L’intervento degli operatori telefonici

Maschera che riporta la risposta in frequenza di un filtro LTE (caso tipico) ed esempio di curva di risposta.

A questo argomento dedichiamo un articolo, per spiegare a installatori e operatori del settore, come è organizzata l’assistenza che viene garantita dagli operatori telefonici. Ovviamente, l’intervento degli operatori non è previsto per i nuovi impianti realizzati successivamente la data della pubblicazione sulla Gazzetta ufficiale del Decreto del 22 gennaio 2013, quindi dopo il 30 gennaio 2013. Un’azione, quella degli operatori telefonici, limitata all’eliminazione dell’interferenza di download, che entra nell’impianto dalle antenne televisive. Però, tutto l’impianto è coinvolto dalle interferenze LTE: non appena gli smartphone e i tablet con LTE@800 MHz diventeranno numerosi, assisteremo ai disturbi provocati dai segnali LTE in upload: da quel momento la criticità si allargherà alle prese di utente, alle bretelle di collegamento fra il televisore e la presa di utente e alla qualità del cavo coassiale utilizzato nella parte dell’impianto dalla HNI all’interno degli appartamenti. Un motivo in più per prevenire questi problemi e realizzare nuovi impianti secondo la regola dell’arte. La Norma CEI EN 50083-2, entrata in vigore dal 21 giugno 2013, prevede per gli apparati della rete di distribuzione un livello di immunità in banda di 1V/m pari a 120 dB(mV/m); così garantisce un’adeguata immunità alle interferenze dai segnali LTE in upload nella banda 800 MHz. In ogni caso, però, anche i vecchi impianti sono in grado di assicurare un buon livello di immunità quando realizzati rispettando la versione precedente della Norma che prevedeva un livello di immunità in banda di 200mV/m pari a 106 dB(mV/m).


La banda di distribuzione all’interno di un impianto condominiale

Con la suddivisione dell’impianto nelle componenti montante e derivata, che condividono il punto comune definito come Home Network Interface, la guida CEI 100-7 ha voluto indicare una nuova modalità di concepire un impianto di ricezione e distribuzione TV. Questa suddivisione in due parti distinte deve portare l’installatore a ragionare in modo diverso rispetto al passato. La rete di distribuzione non deve essere concepita per un uso esclusivo dei segnali televisivi ricevuti dalle antenne nella banda fino a 790 MHz ma come un’infrastruttura che invia agli appartamenti i segnali, compresi quelli generati in loco per altri servizi, purché siano opportunamente modulati su frequenze libere come la banda S e la banda 800 MHz e adeguatamente protetti dalle interferenze dei segnali LTE.

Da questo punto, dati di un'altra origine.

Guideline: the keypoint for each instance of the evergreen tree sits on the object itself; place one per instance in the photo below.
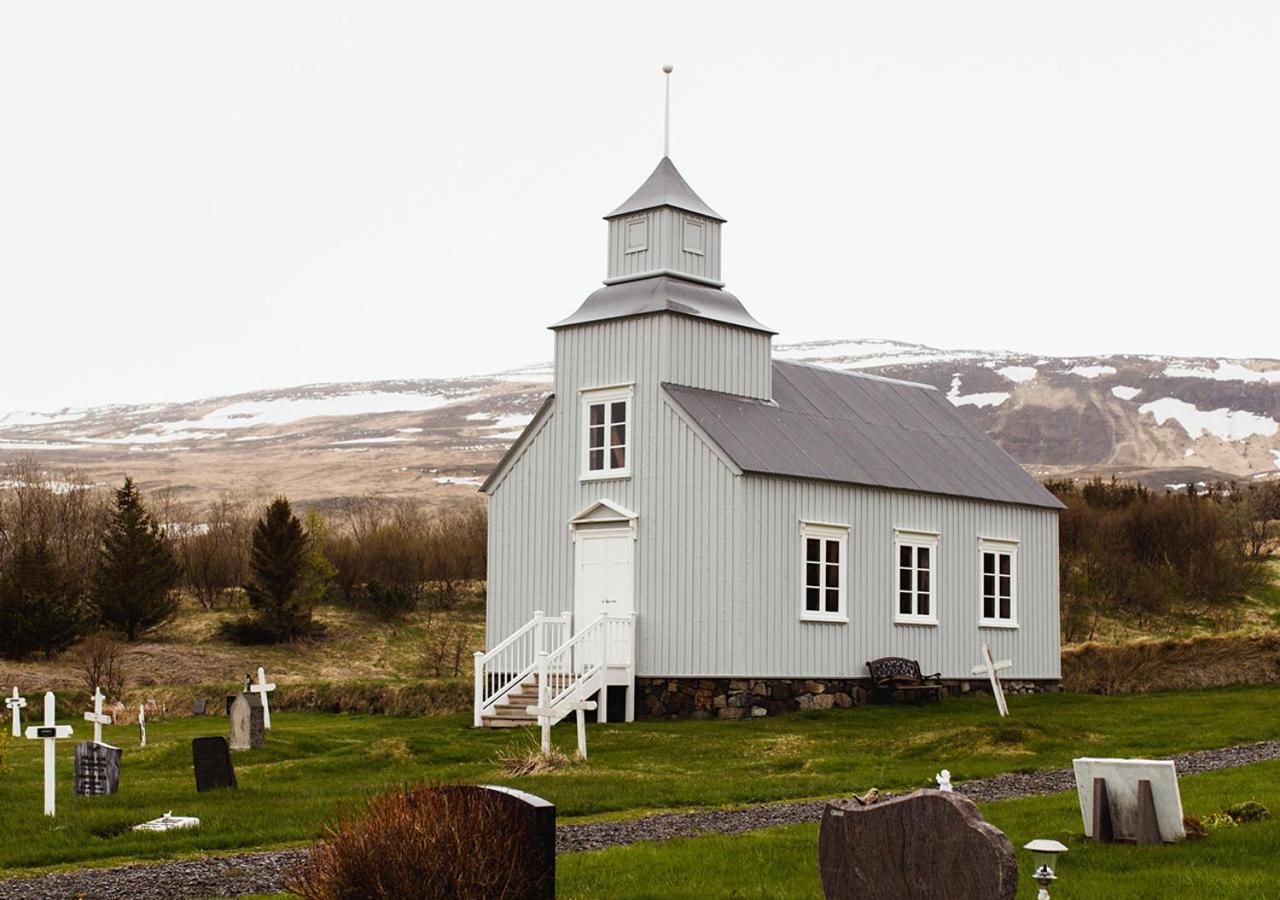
(278, 572)
(39, 603)
(133, 585)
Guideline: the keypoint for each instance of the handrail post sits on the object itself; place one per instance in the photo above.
(479, 703)
(631, 672)
(542, 700)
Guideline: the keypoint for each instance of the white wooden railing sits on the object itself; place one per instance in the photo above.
(506, 666)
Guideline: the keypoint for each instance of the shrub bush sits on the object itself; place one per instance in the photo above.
(419, 841)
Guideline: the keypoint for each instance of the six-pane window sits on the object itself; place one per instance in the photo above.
(915, 592)
(999, 571)
(824, 552)
(607, 419)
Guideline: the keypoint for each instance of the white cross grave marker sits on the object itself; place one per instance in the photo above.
(16, 703)
(97, 717)
(264, 689)
(49, 732)
(991, 670)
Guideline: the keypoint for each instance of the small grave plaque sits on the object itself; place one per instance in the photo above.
(247, 726)
(97, 768)
(211, 759)
(927, 844)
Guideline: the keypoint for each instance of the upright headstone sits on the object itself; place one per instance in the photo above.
(16, 704)
(927, 844)
(263, 688)
(247, 729)
(97, 768)
(50, 732)
(97, 717)
(211, 759)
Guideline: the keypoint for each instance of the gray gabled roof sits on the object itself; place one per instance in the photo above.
(663, 293)
(860, 429)
(666, 187)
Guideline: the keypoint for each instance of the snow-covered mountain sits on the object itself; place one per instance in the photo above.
(1159, 419)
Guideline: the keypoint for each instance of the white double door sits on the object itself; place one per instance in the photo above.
(603, 584)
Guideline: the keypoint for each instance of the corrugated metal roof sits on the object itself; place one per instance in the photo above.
(860, 429)
(663, 293)
(666, 187)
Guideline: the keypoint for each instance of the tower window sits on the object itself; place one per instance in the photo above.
(638, 234)
(607, 433)
(694, 237)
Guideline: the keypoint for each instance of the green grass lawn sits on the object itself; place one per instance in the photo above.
(1242, 862)
(315, 763)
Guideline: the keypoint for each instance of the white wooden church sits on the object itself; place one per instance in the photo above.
(712, 531)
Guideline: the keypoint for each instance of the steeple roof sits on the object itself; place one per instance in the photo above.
(666, 187)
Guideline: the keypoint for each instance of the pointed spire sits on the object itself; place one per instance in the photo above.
(666, 187)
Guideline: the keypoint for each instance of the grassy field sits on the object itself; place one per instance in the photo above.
(315, 763)
(1239, 862)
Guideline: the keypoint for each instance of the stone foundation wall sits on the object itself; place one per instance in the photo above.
(753, 698)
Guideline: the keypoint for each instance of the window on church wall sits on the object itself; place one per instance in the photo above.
(824, 551)
(999, 576)
(607, 433)
(917, 558)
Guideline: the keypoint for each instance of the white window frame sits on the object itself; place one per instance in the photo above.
(915, 539)
(824, 531)
(997, 546)
(607, 394)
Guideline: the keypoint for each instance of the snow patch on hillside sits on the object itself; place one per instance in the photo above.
(991, 398)
(1018, 374)
(1225, 424)
(1091, 371)
(1225, 371)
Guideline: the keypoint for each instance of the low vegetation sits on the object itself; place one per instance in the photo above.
(1232, 862)
(315, 766)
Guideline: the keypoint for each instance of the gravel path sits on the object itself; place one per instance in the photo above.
(264, 872)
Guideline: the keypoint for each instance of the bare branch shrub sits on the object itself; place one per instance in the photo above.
(423, 841)
(100, 661)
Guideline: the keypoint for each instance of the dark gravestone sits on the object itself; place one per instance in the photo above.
(928, 845)
(531, 823)
(211, 759)
(97, 768)
(248, 731)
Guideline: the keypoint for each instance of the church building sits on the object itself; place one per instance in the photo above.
(690, 526)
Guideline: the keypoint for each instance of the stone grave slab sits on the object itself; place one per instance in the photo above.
(927, 845)
(1128, 805)
(248, 729)
(96, 768)
(211, 759)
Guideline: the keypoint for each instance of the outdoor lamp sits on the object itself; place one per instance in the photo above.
(1045, 855)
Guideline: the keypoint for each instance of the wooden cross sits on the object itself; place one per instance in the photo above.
(50, 732)
(16, 703)
(264, 689)
(991, 670)
(97, 717)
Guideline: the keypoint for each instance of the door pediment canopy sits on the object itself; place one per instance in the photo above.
(604, 512)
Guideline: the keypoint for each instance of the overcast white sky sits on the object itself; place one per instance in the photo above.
(201, 199)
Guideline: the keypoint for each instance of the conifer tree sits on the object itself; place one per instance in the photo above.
(40, 606)
(278, 565)
(133, 585)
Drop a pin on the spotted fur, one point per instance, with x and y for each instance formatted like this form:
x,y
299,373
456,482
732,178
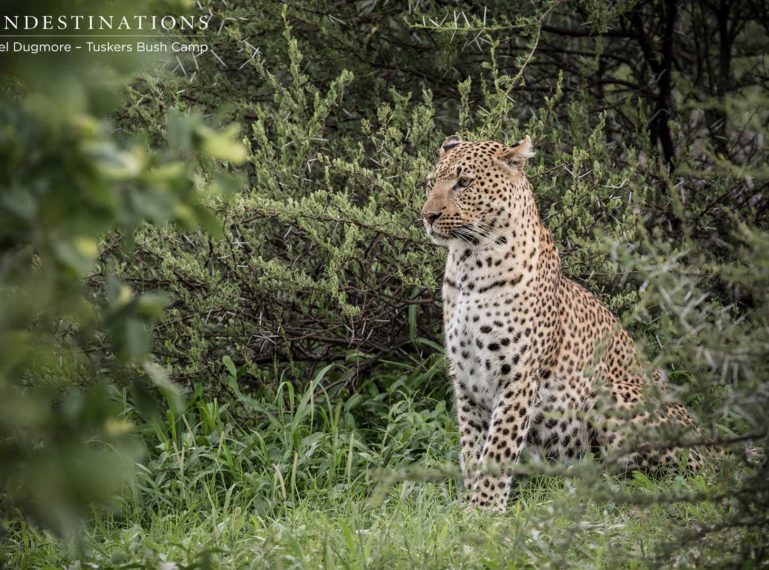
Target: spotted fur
x,y
537,361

Guida CEI 100-7: variante 1

È bene ricordare che del filtro LTE definito nella Guida CEI 100-7 ne esiste una versione aggiornata. Le specifiche della seconda versione, quella attuale, rese necessarie dopo sperimentazioni condotte sul campo, sono state inserite in un documento definito “Variante 1” pubblicata a luglio 2013. Le modifiche apportate definiscono più chiaramente i limiti che il filtro tipico deve rispettare per assicurare che i segnali LTE siano adeguatamente ridotti senza però danneggiare il canale 60. Questo canale è destinato ai servizi televisivi e deve poter essere ricevuto come ogni altro canale della banda UHF fino a 790 MHz. Infatti, il Decreto 4 maggio 2011 ha modificato il PNRF per i servizi di radiodiffusione televisiva limitando alla frequenza di 790 MHz la banda disponibile per tali servizi.